Ayer los rumores sobre el envío al Congreso de un proyecto de ley para estatizar YPF fueron la nota del día. En el costado político es una decisión consistente con el rumbo nacionalista a ultranza que decidió adoptar el gobierno de Cristina al ver que una política más ortodoxa de ajuste tenía costos políticos internos difíciles de digerir (como ilustra el post de ayer sobre España ni un supuesto halcón fiscal como Mariano Rajoy es sabio en el arte de ajustar).

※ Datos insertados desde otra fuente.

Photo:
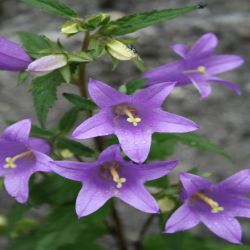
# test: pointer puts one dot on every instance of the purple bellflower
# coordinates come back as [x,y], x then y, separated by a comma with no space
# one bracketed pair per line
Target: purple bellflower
[215,205]
[20,157]
[132,118]
[12,56]
[111,176]
[198,66]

En el costado económico el gobierno pretendería, según los rumores, hacerse del control de YPF comprando solamente el 50,01% del paquete accionario. Esta idea tiene sentido considerando los desequilibrios fiscales que atraviesa el país y resultaría, inevitablemente, en la expropiación del capital del resto del 49,99% (cualquier similitud en este razonamiento con lo que piensa el 46% que no votamos a Cristina no es pura casualidad). ¿Por qué? Pues el gobierno no manejaría la empresa con criterio de maximización de beneficios, sino con criterio “social” de aumentar la inversión y producción de petroleo y gas, sin aumentar los precios al consumidor final de estos productos. A la larga esta política se sabe que termina con una empresa quebrada (como lo estaba YPF antes de su privatización en los noventa).
El problema que encontró el gobierno para realizar el anuncio ayer es el flanco jurídico. Los estatutos de la empresa especifican que si un accionista compra más del 15% de las acciones está obligado a hacer una oferta por el total de las acciones de la misma. ¿Para qué está esta cláusula? Justamente para obligar a un comprador que actuara con motivos estratégicos difierentes de la maximización de beneficios (no solo el Estado, pudo haber sido un competidor privado que, por algún motivo, buscara hacer a la empresa menos eficiente), y que quisiera hacerse del control de la empresa, a ofrecer una salida razonable a los accionistas minoritarios existentes. Basta mirar la cantidad de ejemplos de empresas que se privatizan y estatizan en el sector (no solo en Argentina, sino en Bolivia, Ecuador, y Venezuela solamente en América Latina) para entender que esta era, y es, una preocupación coherente.